In these times of austerity, and despite the high and growing levels of poverty, unemployment and ever increasing costs of living, as well as a tax base that continues to be eroded, politicians see nothing wrong with allocating hundreds of millions of rands of public resources to feather their own nests and to fund their already comfortable lifestyles.

They forever purchase expensive cars for themselves, spend public funds needed in communities around the country on expensive refurbishments of their private and official residents, on local and overseas travel, including car rental, exclusive hotel stays and S&T with gay abandon.

While the residents of Alexanda, Lwandle, Mamelodi, Grassy Park, Retreat, Langa, Soshanguve, Zwelihle, Philippi, Delft, and many other impoverished townships around the country can wait or, if lucky, hope to be visited by a senior politician who’d offer them R400 to buy some food, but only if there are media cameras present and after dramatically checking their perennially empty fridges, as if on cue, the millions in public funds will continue to lavish the A-Class lifestyles of the men and women in politics.

Those who drove, enabled, and benefitted from state capture and other forms of corruption were smart. They ensured that the criminal justice system was infested with the same cancer that has been eating our institutions and rendered disabled, at least the upstream parts of it in the form of SAPS, Hawks, and the NPA.

All indications are that it will take time to remove the cancerous people and replace them with new ones who wouldn’t have to be constantly looking over their shoulders before they do what is right and who wouldn’t be taking orders from corrupt, criminally implicated politicians. Sadly, it is unclear where such people can be found in the time needed for them to rid South Africa of the cancer.

No respect for the elders

ANC veterans, also referred to as the elders, can cajole all they want, no one seems to take them seriously. They’re only needed ahead of important elections, when their individual and collective conscience gets tested and they’re given a choice between party and country. So far, they have chosen party, albeit with feigned hesitation. It seems unlikely that we shall see any of them acting on their disgust, assuming that such disgust is real.

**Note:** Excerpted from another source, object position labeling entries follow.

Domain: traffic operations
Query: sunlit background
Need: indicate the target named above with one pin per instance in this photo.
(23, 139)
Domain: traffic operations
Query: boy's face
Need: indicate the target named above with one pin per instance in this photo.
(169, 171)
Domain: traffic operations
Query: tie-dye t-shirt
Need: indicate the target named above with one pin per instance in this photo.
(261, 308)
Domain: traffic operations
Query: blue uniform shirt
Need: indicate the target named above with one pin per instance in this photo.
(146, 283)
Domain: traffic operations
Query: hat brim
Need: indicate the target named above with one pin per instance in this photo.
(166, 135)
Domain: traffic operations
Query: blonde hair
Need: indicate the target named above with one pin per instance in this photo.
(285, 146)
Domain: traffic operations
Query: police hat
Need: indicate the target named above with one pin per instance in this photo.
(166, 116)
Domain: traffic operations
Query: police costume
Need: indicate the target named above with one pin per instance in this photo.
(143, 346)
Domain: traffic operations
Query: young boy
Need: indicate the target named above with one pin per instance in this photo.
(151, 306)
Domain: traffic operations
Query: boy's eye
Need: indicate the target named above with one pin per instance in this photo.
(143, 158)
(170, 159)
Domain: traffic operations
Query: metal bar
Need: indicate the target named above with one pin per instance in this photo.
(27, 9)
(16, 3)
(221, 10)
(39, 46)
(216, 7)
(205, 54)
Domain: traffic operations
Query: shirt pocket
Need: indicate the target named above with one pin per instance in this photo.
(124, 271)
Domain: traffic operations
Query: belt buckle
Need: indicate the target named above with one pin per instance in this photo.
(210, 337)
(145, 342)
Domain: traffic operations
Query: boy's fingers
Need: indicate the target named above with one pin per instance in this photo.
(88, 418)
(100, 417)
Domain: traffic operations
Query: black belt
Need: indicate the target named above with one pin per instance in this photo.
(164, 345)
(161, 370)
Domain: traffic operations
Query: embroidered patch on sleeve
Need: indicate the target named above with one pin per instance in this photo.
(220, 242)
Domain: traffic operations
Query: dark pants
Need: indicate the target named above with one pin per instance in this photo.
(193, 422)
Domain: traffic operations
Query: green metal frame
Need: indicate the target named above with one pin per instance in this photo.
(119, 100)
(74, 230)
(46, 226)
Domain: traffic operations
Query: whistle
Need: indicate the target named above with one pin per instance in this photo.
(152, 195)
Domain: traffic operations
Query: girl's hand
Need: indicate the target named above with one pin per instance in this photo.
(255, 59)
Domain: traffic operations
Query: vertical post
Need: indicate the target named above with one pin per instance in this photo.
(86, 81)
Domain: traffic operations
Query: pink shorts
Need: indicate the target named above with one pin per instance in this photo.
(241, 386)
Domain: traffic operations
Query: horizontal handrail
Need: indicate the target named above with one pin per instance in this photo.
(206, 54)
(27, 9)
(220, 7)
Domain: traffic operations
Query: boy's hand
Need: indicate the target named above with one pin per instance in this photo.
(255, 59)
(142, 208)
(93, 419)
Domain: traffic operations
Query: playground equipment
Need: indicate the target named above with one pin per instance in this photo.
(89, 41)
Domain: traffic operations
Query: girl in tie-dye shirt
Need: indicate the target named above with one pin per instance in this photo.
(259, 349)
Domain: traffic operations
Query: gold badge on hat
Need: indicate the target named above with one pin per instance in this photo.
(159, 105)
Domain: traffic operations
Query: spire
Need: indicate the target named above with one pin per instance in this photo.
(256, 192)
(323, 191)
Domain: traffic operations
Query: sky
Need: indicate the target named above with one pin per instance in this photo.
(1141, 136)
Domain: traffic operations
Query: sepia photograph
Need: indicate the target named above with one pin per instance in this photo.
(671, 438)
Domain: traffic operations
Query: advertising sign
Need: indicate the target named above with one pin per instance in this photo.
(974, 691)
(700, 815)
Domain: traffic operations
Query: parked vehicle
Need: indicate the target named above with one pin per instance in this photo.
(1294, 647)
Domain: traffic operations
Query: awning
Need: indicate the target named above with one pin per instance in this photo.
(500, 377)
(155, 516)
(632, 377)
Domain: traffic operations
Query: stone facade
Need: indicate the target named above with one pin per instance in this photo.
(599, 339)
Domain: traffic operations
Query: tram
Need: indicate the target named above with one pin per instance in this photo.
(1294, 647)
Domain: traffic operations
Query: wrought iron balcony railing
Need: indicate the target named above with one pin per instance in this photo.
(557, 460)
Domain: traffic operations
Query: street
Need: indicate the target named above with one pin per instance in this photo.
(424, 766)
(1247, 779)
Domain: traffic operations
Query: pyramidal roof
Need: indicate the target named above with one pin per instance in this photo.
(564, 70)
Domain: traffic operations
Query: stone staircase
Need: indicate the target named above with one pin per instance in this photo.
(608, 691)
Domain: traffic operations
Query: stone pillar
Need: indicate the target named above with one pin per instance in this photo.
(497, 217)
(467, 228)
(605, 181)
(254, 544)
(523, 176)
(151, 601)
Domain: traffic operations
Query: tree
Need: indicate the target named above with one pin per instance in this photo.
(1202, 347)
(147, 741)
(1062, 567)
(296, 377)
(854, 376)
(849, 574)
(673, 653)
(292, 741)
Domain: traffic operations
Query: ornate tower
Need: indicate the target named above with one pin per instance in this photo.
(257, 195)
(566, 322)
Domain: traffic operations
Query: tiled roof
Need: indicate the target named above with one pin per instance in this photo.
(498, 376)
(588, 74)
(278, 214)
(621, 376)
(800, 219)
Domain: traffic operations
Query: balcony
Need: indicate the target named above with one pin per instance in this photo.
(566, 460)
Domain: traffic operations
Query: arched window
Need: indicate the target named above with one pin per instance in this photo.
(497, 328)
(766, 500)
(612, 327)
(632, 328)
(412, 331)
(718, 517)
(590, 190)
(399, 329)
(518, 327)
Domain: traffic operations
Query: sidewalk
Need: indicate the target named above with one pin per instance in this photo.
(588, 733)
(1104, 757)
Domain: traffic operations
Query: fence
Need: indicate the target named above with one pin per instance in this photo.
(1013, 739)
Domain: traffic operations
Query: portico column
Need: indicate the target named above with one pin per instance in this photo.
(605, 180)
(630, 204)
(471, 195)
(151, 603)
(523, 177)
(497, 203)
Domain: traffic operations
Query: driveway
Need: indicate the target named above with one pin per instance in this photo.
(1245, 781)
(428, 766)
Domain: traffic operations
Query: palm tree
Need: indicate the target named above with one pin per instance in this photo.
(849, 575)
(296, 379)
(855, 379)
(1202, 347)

What we have seen are the same elders going in front of media cameras to express anger and disgust but returning to give more power to the same people they tell us they’re not happy with. For them, the gulf between the party they grew up in and the country many of them lost loved ones and comrades over, remains too huge to bridge. One wonders why they gave up so much of their youth if they can no longer stand up to meaningfully defend their gains, a free, democratic South Africa. It seems like the gulf that stands between where they stand, on the party’s side, and the interests of all South Africans, remains too big to bridge.

Until all of us, South Africans, agree that no political formation is more important than the interests of our country and that the things that bring us together should be held higher than those that seek to keep us apart, our march to real, shared, freedom will remain a long one indeed. But the power is in our hands.